While the City Clerk’s Office said it “was not enough to affect the outcome of any race or referendum on the ballot,” voters and officials alike are outraged over the reckless handling of their ballots.
Madison Mayor Satya Rhodes-Conway said in a statement on December 26 that a “discrepancy of this magnitude is unacceptable.”
“This oversight is a significant departure from the high standard our residents expect and must be addressed and avoided in future elections” Rhodes-Conway said.
In another statement on January 2, she said that she agrees with the Wisconsin Election Commission's decision to investigate the matter and hopes that it will “provide transparency and accountability” and “provide lessons that all Wisconsin clerks can learn to prevent similar errors in the future.”
Representative Tom Tiffany, who is mulling a run for governor in 2026, said, “Wisconsinites deserve confidence in our elections. Yet under Madison’s mismanagement – from issuing duplicate ballots to failing to count votes – it’s clear that accountability is needed.”
This leaves voters asking: How is it that so many ballots went unaccounted for in an election this important?
In Wards 65 and 57, the clerk’s office found one sealed courier bag that was left in a tabulator bin.

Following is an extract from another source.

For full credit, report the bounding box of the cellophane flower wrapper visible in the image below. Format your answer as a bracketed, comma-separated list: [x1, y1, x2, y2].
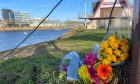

The sealed envelope contained 69 unprocessed absentee ballots.
Then, a second set of unprocessed absentee ballots was found when the Clerk’s Office was reconciling voter participation for Ward 56. Reconciling voter participation is the mandatory process by which workers in the Clerk’s Office compare all vote counts and assign voter participation in WisVote.
During this process, the Clerk’s Office personnel “found two sealed absentee carrier envelopes containing a total of 125 unprocessed absentee ballots.”
The Madison Clerk’s Office stated that their main goal is to ensure that “each eligible voter will be able to cast a ballot and have that ballot counted,” and they fell short of this goal during the 2024 election.
Both the Madison Clerk’s Office and Mayor Satya Rhodes-Conway have issued apologies and vowed to ensure that it will never happen again.
“We plan to conduct a thorough review of the City’s election policies and procedures to ensure this kind of oversight does not recur. My office is committed to taking whatever corrective action is necessary to maintain a high standard of election integrity in Madison” Rhodes-Conway said.
If you were a voter whose absentee ballot was counted, you will be individually notified by the Clerk’s Office and issued an apology letter.